В освещенной ярким светом нескольких фонарей, квадратной, с толстыми стенами и сводчатым потолком комнате — штабе, как называл ее Подоляка, на полу, ближе к дубовому, встроенному в стену шкафу, лежали пять трупов Луня и его четников. Они лежали на толстом пестром ковре. Все пятеро лежали плечом к плечу, в том виде, в каком приняли смерть.
Подчиняясь правилу: умереть, но не сдаться — изуверскому закону подполья, главари легли, приставили пистолеты к виску друг другу и одновременно нажали на спуск.
Под ярким светом электрофонарей особенно отчетливо выделялось породистое, резко очерченное лицо Луня. Его губы застыли в гримасе, правая рука, державшая пистолет, откинулась и конвульсивно сжалась. Лунь обязан был застрелиться последним, проследив за смертной цепочкой, и он это сделал, выстрелив себе не в висок, а в сердце.
— Тризна по Строгову, — тяжело выдавил Подоляка, — была школа имени Евгена Коновальца, был поручик Лунь, были и нету… — Простые слова давались ему с большим трудом.
Глава шестая
Над старинным городом Западной Германии ползло, цепляясь за башни и готические шпили, тяжелое, сизое облако.
Еще и семи не было, а на улицах зажглись фонари, одинокие и блеклые там, где темнели руины, и яркие, рекламные — в центре, где вновь понемногу оживал водоворот жизни.
Стецко шел к назначенному ему месту, подняв воротник макинтоша и пряча в карманы озябшие руки.
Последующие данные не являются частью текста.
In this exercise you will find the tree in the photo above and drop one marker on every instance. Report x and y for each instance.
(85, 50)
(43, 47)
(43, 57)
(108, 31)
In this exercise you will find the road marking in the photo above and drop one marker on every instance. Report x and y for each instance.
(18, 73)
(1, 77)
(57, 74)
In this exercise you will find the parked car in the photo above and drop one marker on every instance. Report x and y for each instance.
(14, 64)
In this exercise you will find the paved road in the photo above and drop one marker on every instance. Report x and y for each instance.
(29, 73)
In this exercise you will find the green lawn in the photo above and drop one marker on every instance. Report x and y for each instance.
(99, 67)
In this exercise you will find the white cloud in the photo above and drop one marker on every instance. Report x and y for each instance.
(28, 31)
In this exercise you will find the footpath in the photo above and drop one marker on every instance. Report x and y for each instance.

Его вид не вызывал любопытства. Один из обломков «третьей империи», что были выброшены пенной волной после отбушевавшей войны на мирный берег. Один из тысяч, а возможно, и миллионов, не знавших еще, куда приткнуться, из какого корыта хлебнуть.
Возле кабаре, недавно открытого беглым судетцем, толпились американцы, молодые, веселые парни в пилотках, с бутылками в руках и плитками шоколада под суконными погонами.
Они соблазняли голодных, тощеньких фрейлейн, куривших тонкие сигаретки и ожидавших тех, кто сделает выбор. Постепенно толпа таяла, девчонок уводили высокие, бравые парни.
Стецко позавидовал этому войску, стране, где все было просто и ясно, беспечности молодых людей, их хорошей военной одежде, не тронутой штыками.
Ему же, тоже сравнительно молодому, тридцатилетнему мужчине, через несколько деньков предстоит отправиться туда, в темный, пронзительно опасный мир, в ту самую «захидну Украину», где все, как казалось Стецку, кроваво клокотало и бурлило.